TRANSITION TIME: Richard Meltzer '69 was chosen by California Representative Nancy Pelosi, the new Democratic Speaker of the House, to help oversee the transition to a Democratic majority in the House of Representatives after last fall's midterm elections. A longtime Washington attorney, Meltzer has divided his career between private practice and several staff roles on Capitol Hill.
In the economy of Washington, D. C., expertise is a highly valued currency. Just ask Richard Meltzer ’69. His own expertise in Congressional matters takes him from Capitol Hill to what he calls “civilian life” in a legislative services firm, and back again.
Most recently, Meltzer was on Capitol Hill to oversee the transition of power in Congress in the wake of the 2006 elections.
Meltzer was chosen by new Speaker of the House Nancy Pelosi of California to serve as the top aide to the Democratic transition team.
“I work closely with House officers, the administrative arm of the House,” he says of his advisory role that involves decisions on budgeting, equipment, personnel, and room assignments.
As transition coordinator, Meltzer worked with Pelosi and Representative Mike Capuano, a Democrat from Massachusetts, in planning for Democratic control of the House in the 110th Congress.
“This is only the third transition in 75 years,” Meltzer noted this winter as the change was under way, “so there’s not a lot of experience in doing these things, and we’re learning as we go.”
An English major at Rochester, Meltzer taught high school English for three years before heading to law school. In 1975, he went to Capitol Hill for the first time to serve four years as chief legislative assistant to then Representative Abner Mikva, a Democrat from Illinois.
Since then Meltzer has crafted a career that carries him between the offices of Washington Council Ernst & Young and Congress.

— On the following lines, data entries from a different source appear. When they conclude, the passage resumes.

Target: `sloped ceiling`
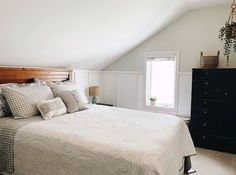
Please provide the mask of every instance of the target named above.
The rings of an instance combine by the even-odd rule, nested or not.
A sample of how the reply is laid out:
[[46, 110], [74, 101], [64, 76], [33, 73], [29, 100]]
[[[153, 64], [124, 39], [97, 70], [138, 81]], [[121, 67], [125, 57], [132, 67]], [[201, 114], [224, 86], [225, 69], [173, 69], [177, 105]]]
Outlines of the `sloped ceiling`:
[[230, 0], [0, 0], [0, 65], [100, 70], [189, 9]]

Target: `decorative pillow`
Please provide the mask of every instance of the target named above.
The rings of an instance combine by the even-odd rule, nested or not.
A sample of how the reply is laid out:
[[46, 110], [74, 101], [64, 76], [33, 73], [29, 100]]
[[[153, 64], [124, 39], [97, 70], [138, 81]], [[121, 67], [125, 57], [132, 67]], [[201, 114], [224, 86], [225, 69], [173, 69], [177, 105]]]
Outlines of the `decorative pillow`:
[[[52, 89], [53, 93], [57, 91], [73, 91], [77, 90], [79, 93], [79, 96], [81, 97], [81, 100], [83, 103], [88, 103], [88, 98], [86, 97], [85, 92], [79, 88], [78, 85], [76, 85], [72, 81], [64, 81], [64, 82], [48, 82], [48, 86]], [[55, 93], [54, 93], [55, 95]]]
[[55, 96], [63, 100], [69, 113], [87, 109], [77, 90], [57, 91]]
[[39, 79], [39, 78], [35, 78], [35, 79], [34, 79], [34, 82], [35, 82], [35, 83], [38, 83], [38, 84], [47, 85], [47, 82], [46, 82], [46, 81], [43, 81], [43, 80], [41, 80], [41, 79]]
[[53, 100], [38, 102], [37, 107], [44, 120], [67, 113], [66, 106], [59, 97]]
[[0, 118], [12, 116], [11, 110], [7, 104], [6, 98], [0, 94]]
[[14, 119], [39, 115], [36, 106], [37, 102], [54, 98], [51, 89], [45, 85], [4, 87], [2, 88], [2, 92], [6, 97]]

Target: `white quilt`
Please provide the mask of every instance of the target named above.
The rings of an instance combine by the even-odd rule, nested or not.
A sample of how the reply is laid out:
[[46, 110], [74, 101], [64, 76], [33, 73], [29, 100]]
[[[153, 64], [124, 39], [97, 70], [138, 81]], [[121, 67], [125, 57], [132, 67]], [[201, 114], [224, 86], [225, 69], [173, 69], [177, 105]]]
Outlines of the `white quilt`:
[[195, 148], [174, 116], [94, 106], [16, 134], [16, 175], [178, 175]]

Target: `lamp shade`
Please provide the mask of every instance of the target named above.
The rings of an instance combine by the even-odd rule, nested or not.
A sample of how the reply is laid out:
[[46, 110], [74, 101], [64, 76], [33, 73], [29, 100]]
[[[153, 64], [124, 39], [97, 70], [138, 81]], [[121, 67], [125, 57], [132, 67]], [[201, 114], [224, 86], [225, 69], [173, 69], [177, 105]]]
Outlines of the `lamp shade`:
[[91, 97], [100, 96], [99, 86], [91, 86], [91, 87], [89, 87], [89, 96], [91, 96]]

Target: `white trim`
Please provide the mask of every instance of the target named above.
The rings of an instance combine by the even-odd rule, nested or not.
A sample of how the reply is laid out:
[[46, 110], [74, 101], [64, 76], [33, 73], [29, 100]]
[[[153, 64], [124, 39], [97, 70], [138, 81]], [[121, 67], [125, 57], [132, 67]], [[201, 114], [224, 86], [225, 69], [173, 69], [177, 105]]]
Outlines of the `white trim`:
[[143, 74], [143, 71], [101, 71], [102, 74]]
[[179, 72], [178, 75], [191, 76], [191, 75], [192, 75], [192, 72]]
[[[147, 106], [146, 105], [146, 88], [147, 88], [147, 60], [150, 60], [150, 57], [154, 58], [161, 58], [161, 57], [176, 57], [176, 77], [175, 77], [175, 108], [164, 108], [158, 106]], [[149, 110], [157, 110], [163, 111], [171, 114], [178, 114], [178, 99], [179, 99], [179, 58], [180, 58], [180, 51], [158, 51], [158, 52], [148, 52], [144, 53], [144, 99], [143, 99], [143, 108]]]
[[93, 72], [93, 73], [101, 73], [102, 71], [98, 71], [98, 70], [82, 70], [82, 69], [76, 69], [78, 72]]

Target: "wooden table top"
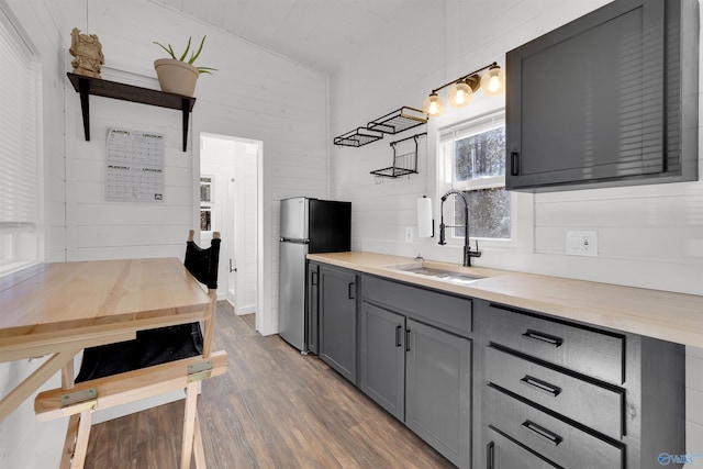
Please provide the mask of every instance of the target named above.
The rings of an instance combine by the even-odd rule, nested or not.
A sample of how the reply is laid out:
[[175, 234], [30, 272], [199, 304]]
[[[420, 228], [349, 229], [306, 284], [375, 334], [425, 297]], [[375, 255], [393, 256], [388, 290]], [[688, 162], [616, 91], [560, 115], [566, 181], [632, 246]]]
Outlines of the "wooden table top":
[[11, 277], [0, 282], [0, 361], [3, 350], [202, 320], [210, 301], [177, 258], [44, 264]]

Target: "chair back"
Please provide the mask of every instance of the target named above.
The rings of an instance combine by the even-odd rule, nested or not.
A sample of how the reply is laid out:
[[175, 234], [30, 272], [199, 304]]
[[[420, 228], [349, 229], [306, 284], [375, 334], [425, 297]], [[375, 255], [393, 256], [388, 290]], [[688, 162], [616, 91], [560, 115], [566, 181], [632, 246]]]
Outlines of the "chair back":
[[193, 241], [194, 231], [188, 233], [186, 259], [188, 271], [210, 290], [217, 289], [217, 265], [220, 264], [220, 233], [214, 232], [210, 247], [202, 248]]

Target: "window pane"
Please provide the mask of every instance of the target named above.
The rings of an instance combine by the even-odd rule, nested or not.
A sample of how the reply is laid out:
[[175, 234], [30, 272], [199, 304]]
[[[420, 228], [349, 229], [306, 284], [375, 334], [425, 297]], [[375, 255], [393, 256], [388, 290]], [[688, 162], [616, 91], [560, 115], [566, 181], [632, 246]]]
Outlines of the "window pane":
[[200, 231], [201, 232], [212, 231], [212, 212], [210, 211], [210, 208], [207, 208], [207, 206], [200, 208]]
[[505, 174], [505, 127], [500, 126], [454, 143], [455, 182]]
[[[469, 236], [510, 239], [510, 192], [504, 188], [465, 191], [469, 203]], [[464, 225], [464, 202], [455, 197], [455, 224]], [[455, 237], [464, 237], [464, 228], [454, 228]]]

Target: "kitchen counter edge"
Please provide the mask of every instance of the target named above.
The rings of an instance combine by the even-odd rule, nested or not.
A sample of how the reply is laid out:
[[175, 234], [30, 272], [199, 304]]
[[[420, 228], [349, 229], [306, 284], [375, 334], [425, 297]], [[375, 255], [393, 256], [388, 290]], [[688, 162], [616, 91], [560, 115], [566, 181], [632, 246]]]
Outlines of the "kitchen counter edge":
[[472, 283], [459, 284], [393, 268], [416, 263], [411, 257], [367, 252], [309, 254], [308, 259], [556, 317], [703, 348], [702, 295], [424, 260], [429, 267], [482, 277]]

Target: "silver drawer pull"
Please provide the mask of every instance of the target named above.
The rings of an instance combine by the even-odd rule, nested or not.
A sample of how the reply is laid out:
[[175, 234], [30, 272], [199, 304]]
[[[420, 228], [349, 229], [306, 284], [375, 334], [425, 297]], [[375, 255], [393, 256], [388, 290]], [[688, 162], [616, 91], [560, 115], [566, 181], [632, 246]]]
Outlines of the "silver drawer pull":
[[554, 446], [559, 446], [559, 443], [563, 442], [563, 438], [557, 435], [556, 433], [549, 432], [547, 428], [537, 425], [534, 422], [525, 421], [523, 422], [523, 427], [527, 428], [532, 433], [545, 438]]
[[556, 387], [556, 386], [551, 386], [548, 382], [538, 380], [537, 378], [533, 378], [533, 377], [531, 377], [528, 375], [525, 375], [525, 377], [522, 378], [520, 380], [520, 382], [522, 382], [525, 386], [529, 386], [532, 388], [535, 388], [537, 391], [542, 391], [545, 394], [549, 394], [553, 398], [556, 398], [561, 392], [561, 388]]
[[524, 337], [532, 338], [534, 340], [545, 342], [547, 344], [551, 344], [555, 347], [560, 347], [563, 344], [563, 339], [560, 337], [555, 337], [554, 335], [543, 334], [537, 331], [527, 330], [524, 334]]

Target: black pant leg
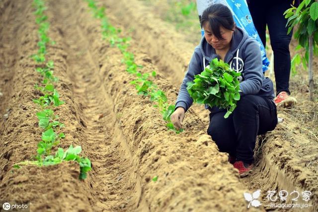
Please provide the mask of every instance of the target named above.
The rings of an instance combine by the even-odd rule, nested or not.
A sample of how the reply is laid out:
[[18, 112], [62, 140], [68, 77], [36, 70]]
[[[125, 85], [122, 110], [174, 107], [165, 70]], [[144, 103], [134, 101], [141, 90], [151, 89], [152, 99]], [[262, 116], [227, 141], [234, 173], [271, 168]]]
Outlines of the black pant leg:
[[[266, 44], [266, 19], [267, 9], [264, 8], [264, 2], [260, 0], [251, 0], [248, 3], [248, 9], [253, 19], [253, 23], [257, 31], [260, 40], [264, 46]], [[268, 5], [266, 6], [266, 7]]]
[[281, 91], [289, 91], [291, 58], [289, 44], [292, 31], [287, 34], [287, 19], [284, 12], [291, 7], [290, 0], [277, 1], [268, 8], [266, 22], [268, 26], [271, 45], [274, 52], [274, 71], [276, 84], [276, 95]]
[[238, 160], [253, 160], [256, 136], [273, 130], [277, 124], [275, 104], [266, 98], [255, 95], [241, 96], [233, 113], [237, 139]]
[[208, 135], [211, 136], [220, 151], [235, 155], [236, 136], [232, 116], [224, 118], [226, 112], [210, 114], [210, 124]]

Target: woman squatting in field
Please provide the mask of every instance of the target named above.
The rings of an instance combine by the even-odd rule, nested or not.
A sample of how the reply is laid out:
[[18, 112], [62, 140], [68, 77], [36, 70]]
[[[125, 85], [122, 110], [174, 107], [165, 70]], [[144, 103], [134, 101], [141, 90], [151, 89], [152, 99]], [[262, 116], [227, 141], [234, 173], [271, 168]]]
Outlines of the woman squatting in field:
[[222, 60], [241, 72], [240, 99], [229, 118], [224, 117], [226, 109], [206, 105], [206, 108], [211, 112], [208, 134], [220, 151], [229, 154], [230, 162], [243, 177], [253, 167], [257, 135], [274, 130], [277, 124], [273, 82], [263, 74], [257, 42], [236, 26], [226, 6], [215, 4], [206, 9], [201, 25], [204, 37], [194, 50], [171, 120], [177, 129], [182, 127], [185, 113], [193, 102], [187, 83], [193, 81], [194, 76], [203, 71], [212, 60]]

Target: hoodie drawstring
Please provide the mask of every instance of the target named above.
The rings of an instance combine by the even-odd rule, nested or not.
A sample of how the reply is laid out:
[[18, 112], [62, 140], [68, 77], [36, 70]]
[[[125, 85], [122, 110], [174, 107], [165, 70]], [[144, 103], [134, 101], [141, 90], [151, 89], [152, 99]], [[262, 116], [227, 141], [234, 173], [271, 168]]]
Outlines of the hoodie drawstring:
[[[237, 69], [238, 70], [237, 72], [238, 72], [238, 52], [239, 52], [239, 48], [238, 49], [237, 51]], [[205, 70], [205, 58], [203, 56], [203, 71]]]

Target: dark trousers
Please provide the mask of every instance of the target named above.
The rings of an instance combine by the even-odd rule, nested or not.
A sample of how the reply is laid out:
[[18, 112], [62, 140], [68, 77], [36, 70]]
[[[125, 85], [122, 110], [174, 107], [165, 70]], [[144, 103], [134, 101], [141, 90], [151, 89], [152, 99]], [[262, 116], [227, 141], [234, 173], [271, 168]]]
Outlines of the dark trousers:
[[[270, 44], [274, 52], [274, 71], [276, 82], [276, 95], [281, 91], [289, 91], [290, 54], [289, 43], [292, 31], [287, 35], [287, 19], [283, 14], [291, 6], [291, 0], [250, 0], [248, 8], [253, 22], [264, 46], [266, 45], [266, 24], [268, 27]], [[265, 5], [266, 4], [266, 5]]]
[[208, 134], [220, 151], [251, 163], [256, 136], [274, 130], [277, 124], [275, 103], [265, 97], [246, 95], [241, 96], [227, 119], [224, 117], [226, 113], [210, 113]]

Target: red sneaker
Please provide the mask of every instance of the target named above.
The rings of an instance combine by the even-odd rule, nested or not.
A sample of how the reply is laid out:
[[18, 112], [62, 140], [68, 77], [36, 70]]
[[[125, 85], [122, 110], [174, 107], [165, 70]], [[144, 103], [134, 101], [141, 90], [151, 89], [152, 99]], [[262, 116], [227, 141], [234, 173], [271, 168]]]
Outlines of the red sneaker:
[[296, 104], [296, 99], [289, 96], [285, 91], [280, 92], [274, 99], [277, 107], [290, 108]]
[[238, 174], [240, 177], [246, 177], [248, 175], [248, 174], [251, 172], [253, 168], [253, 164], [251, 163], [250, 164], [244, 165], [243, 161], [236, 161], [233, 164], [234, 168], [236, 168], [238, 169]]

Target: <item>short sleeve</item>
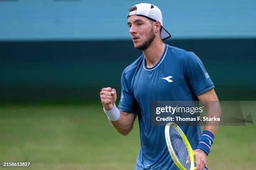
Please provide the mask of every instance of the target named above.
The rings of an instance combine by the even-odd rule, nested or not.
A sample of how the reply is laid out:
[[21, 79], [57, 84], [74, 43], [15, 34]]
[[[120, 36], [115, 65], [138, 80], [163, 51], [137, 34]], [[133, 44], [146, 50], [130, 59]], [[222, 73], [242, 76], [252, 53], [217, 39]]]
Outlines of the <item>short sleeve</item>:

On Capitol Hill he has held a number of pivotal appointments, including chief counsel to the House Natural Resources Committee, staffer for the Select Subcommittee Investigation on the United States Role in Iranian Arms Transfers to Croatia and Bosnia, and chief Democratic counsel to the House Select Committee on U. S. National Security Concerns with the People’s Republic of China.
While Meltzer wasn’t a student of politics as an undergraduate, he traces his career back to his days at Rochester.
“You couldn’t really be in school then and not be interested in politics and government,” he says.
He credits Hayden White and others then on the history department faculty with helping students make sense of tumultuous times and imagine roles for themselves in government and politics.
“The world was an exciting and scary place, and these guys helped to put it in order,” Meltzer recalls. “And that has kind of stayed with me.”
Meltzer married classmate Judith Levy Meltzer ’69 two weeks after graduation. Daughter Cassie ’02, third of their four children, followed her parents to the University but chose the mirror image of her father’s experience. Cassie graduated with a major in political science and today is a teacher.
With work on the transition complete, Meltzer plans to return to his firm—for now.
“I think I might be getting close to holding the record for moving back and forth,” he says.